近代美術を展示する1階の18室では、浅井忠の水彩画が10点展示されていました。以前、浅井の油彩を見て薄暗い絵が多いと思っていたのですが、今回見た水彩はとてもさやかで瑞々しく、少しなつかしい雰囲気を感じさせる絵が多いように感じました。彼は幕末に生まれ、最初南画を習ってから工部美術学校でイタリア人お雇い画家、フォンタネージ(1818~1882)に就いて洋画を修めました。

フォンテンブローの森 浅井忠筆 紙・水彩 1/21まで 

今回私が良いなと思ったのは、明治34(1901)年、フランス留学中に描いた「フォンテンブローの森」です。森の木陰から右上方の明るい空間を見上げる画家の視線を共有すると、120年前のフランスの郊外にいるような気が、ちょっとだけしました。

 

次に行った東洋館8室では、中国最後の文人といわれる呉昌碩(ご しょうせき 1844~1927)の生誕180年記念特集展示がありました。書は詳しくないのですが、有名な石鼓文(せっこぶん)の臨書には思わず見入ってしまいました。

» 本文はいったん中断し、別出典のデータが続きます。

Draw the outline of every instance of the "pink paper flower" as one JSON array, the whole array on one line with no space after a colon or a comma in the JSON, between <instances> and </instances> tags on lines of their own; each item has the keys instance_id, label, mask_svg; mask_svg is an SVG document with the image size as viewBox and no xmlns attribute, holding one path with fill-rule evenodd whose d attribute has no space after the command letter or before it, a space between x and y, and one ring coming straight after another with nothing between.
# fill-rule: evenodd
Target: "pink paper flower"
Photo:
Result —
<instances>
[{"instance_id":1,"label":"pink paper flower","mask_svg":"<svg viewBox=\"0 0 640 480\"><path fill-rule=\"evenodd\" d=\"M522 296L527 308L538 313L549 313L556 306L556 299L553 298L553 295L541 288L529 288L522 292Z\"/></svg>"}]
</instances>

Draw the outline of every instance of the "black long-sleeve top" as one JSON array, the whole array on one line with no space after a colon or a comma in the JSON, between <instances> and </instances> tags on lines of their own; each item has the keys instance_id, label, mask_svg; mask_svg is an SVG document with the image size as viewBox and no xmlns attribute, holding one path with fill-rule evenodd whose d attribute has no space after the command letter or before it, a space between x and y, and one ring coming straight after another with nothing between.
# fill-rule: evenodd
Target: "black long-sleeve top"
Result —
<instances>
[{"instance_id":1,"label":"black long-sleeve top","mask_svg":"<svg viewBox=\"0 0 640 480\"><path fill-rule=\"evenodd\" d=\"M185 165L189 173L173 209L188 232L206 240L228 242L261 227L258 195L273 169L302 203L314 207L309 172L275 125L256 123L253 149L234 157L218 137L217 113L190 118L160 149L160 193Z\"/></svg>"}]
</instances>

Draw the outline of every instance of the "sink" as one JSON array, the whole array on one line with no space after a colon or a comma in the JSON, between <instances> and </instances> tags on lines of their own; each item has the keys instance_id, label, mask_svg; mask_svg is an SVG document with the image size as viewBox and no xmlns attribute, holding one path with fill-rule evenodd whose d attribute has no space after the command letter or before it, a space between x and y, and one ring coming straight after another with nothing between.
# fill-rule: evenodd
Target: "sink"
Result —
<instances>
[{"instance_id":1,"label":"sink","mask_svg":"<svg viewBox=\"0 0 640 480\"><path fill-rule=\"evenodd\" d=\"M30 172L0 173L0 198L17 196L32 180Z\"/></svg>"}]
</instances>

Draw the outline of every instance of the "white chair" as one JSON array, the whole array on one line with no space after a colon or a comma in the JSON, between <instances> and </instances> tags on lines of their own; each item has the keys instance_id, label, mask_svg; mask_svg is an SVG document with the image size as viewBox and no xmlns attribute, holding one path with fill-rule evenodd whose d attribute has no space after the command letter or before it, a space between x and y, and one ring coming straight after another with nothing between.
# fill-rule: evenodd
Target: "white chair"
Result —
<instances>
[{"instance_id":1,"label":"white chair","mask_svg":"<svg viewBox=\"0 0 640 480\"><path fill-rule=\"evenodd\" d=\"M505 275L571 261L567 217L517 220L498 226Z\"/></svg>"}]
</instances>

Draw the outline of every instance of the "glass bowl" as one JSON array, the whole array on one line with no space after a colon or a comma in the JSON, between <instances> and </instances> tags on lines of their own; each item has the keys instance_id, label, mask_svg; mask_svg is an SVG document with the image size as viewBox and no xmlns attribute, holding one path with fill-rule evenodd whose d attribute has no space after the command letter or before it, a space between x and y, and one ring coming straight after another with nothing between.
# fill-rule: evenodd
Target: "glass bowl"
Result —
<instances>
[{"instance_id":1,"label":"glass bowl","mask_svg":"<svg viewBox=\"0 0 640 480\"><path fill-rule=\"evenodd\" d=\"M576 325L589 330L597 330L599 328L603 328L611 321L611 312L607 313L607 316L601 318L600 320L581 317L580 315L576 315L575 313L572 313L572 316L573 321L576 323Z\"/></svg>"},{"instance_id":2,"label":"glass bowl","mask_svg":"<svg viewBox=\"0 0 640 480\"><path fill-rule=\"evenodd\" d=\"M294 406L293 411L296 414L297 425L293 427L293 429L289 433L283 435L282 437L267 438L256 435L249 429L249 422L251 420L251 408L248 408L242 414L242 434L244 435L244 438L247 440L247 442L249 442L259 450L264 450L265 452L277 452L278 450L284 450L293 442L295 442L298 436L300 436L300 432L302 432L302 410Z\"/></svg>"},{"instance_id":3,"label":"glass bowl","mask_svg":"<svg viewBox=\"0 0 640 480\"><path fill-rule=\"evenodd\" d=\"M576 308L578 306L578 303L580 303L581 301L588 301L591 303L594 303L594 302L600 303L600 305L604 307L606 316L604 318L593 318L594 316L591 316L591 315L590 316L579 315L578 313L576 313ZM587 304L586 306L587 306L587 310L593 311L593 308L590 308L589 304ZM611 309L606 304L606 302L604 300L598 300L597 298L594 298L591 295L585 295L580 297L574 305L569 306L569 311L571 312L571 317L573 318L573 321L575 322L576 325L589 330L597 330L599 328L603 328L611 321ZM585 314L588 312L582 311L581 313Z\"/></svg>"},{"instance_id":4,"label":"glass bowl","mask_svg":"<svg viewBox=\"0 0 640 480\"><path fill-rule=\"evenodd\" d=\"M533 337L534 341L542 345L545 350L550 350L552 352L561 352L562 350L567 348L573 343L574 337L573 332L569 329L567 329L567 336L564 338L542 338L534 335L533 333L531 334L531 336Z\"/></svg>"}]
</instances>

臨石鼓文軸 呉昌碩筆 中華民国6年(1917)  絖本墨書 3/17まで 


石鼓文とは古代中国で10個の太鼓状の石に刻まれた、篆書(ハンコなどに使われる古い書体)の文章のことで、石は北京の故宮博物院にあるそうです。書かれている内容は全く分かりませんが、手を挙げている人や皺だらけの顔のような文字がある一方、「是」や「走」と思われる字もあって、見ているだけで楽しくなりました。

 

東洋館を出ると、本館前で獅子舞の午後の部をやっており、外国人を含めたくさんの人が見ていました。

獅子舞 葛西囃子中村社中

今年は地震と飛行機事故という、とんでもないことから始まってしまいました。世界のあちこちで戦争や紛争も続いています。どうか良い方向に世界が進んでほしいと祈りながら、東博を後にしました。

皆様、今年も健康に留意し、芸術を楽しみましょう。